Even during periods of calm in Beirut, when the sky was closer to its original blue, you were telling me to leave. I realized then from the tone of your voice that you weren’t afraid of me dying or missing out on a husband or a future, but you were scared for yourself. Your life had never led you into dark labyrinths before: you were born into an exemplary family; from an early age you were aware that you were being fed with a silver spoon, which
had been your mother’s before you and which you were to preserve so that your own children could use it one day. So you went on dates with boys to compete with other girls, to find out whether your face was pretty and your body desirable, not to find a husband. Even education was not for the sake of knowledge but simply so that you could get a job which would give you a certain status in society.

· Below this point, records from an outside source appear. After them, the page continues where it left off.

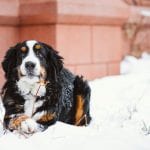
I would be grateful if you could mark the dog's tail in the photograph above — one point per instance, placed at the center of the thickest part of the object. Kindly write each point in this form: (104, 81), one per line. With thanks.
(82, 93)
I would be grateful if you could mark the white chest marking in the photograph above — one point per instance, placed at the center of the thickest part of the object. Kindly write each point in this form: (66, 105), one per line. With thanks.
(29, 92)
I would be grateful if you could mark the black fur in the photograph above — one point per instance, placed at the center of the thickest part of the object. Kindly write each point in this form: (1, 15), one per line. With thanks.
(61, 91)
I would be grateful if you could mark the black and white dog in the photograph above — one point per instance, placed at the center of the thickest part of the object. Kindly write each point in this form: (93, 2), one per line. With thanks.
(39, 91)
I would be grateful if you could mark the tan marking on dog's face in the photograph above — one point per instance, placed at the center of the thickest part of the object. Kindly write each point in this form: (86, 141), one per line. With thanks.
(37, 46)
(23, 48)
(79, 109)
(47, 117)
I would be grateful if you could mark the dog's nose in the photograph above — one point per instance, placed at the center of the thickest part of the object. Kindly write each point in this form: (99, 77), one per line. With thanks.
(29, 65)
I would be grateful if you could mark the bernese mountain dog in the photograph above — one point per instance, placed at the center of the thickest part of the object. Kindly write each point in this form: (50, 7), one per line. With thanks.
(39, 90)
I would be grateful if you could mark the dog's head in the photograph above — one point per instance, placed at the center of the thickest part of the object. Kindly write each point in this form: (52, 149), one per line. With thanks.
(32, 60)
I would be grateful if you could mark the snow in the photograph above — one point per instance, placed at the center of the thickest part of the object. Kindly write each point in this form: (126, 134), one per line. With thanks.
(120, 108)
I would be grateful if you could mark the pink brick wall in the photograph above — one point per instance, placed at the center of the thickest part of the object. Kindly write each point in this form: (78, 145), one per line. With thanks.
(88, 34)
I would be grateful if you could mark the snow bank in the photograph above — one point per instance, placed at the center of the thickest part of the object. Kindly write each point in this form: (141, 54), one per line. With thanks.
(120, 110)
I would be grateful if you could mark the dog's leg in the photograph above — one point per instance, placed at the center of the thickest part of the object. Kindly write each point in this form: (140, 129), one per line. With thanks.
(81, 102)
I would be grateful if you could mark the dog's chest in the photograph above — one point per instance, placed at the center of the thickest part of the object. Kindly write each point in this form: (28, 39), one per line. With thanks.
(30, 93)
(30, 105)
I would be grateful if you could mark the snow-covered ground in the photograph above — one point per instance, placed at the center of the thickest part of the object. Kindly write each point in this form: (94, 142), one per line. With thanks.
(120, 108)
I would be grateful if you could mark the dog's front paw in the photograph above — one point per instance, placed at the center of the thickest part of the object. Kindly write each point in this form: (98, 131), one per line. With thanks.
(29, 126)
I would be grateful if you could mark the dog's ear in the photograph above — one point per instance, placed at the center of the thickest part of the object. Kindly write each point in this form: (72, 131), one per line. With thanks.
(54, 60)
(9, 61)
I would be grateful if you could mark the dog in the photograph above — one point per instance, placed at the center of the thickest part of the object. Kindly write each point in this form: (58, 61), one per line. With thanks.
(39, 90)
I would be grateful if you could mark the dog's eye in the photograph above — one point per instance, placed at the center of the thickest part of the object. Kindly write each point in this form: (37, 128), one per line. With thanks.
(37, 46)
(23, 49)
(39, 54)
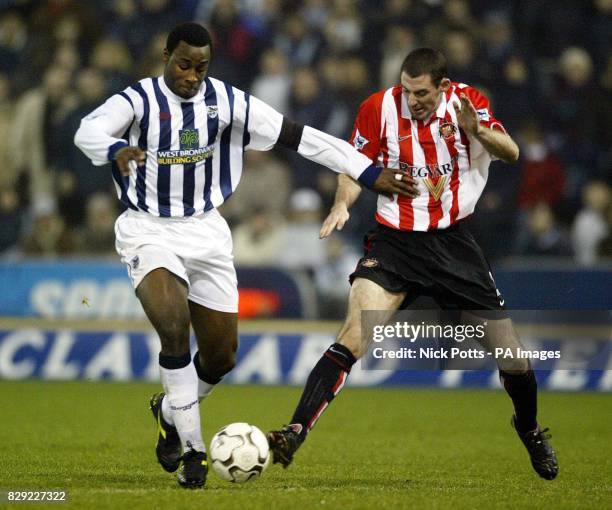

You used to believe that the world consisted of the earth and the sky, and that everybody lived in beautiful houses, which they made beautiful if they were ordinary, then produced children forever and ever. Death would never dare enter the solid walls of your family house, disrupt its order, mar its beauty. So as soon as war broke out you packed your bags without stopping for a moment to ask what was going on or who had unleashed this violence. You were more concerned about whether the airport would be blown to bits. Now, my dear, the people mix ash with water because soap is so expensive, and water is scarce. I think how I used to wash my hair with clean water every day not so long ago, ignoring Zemzem’s instructions to be sparing and only use it for vital washing.
I used to listen to you insisting that you were really happy, and so were your children, and repeating your invitation to me. When I tried to find out what your life was really like, you seemed at a loss and I drew my own conclusions.
“My life?” you would say after a bit. “It’s the same as usual. Yesterday I went to an exhibition and was introduced to someone in the art world here, then I went to a movie in the afternoon and enrolled in a yoga club.”
As time went by, the tone of your voice changed. You’d been in exile longer and you must have found out that you were only on the fringes of life in this Western country: its politics didn’t concern you and its social problems had no effect on you. The weather was about the only thing you remarked on to its inhabitants; it brought you closer to them, although you couldn’t handle it the same way they did; you were still tied into a four-season cycle and if a heat wave struck in early spring, you were thrown into disarray, for you’d put your summer clothes in trunks like you did in Lebanon. Only when you got a job did you become part of the place, but it didn’t change you or even affect the tone in which you spoke, except for the note of weariness creeping in. “What am I doing? The same as usual. Work and more work. Movies, galleries, yoga.”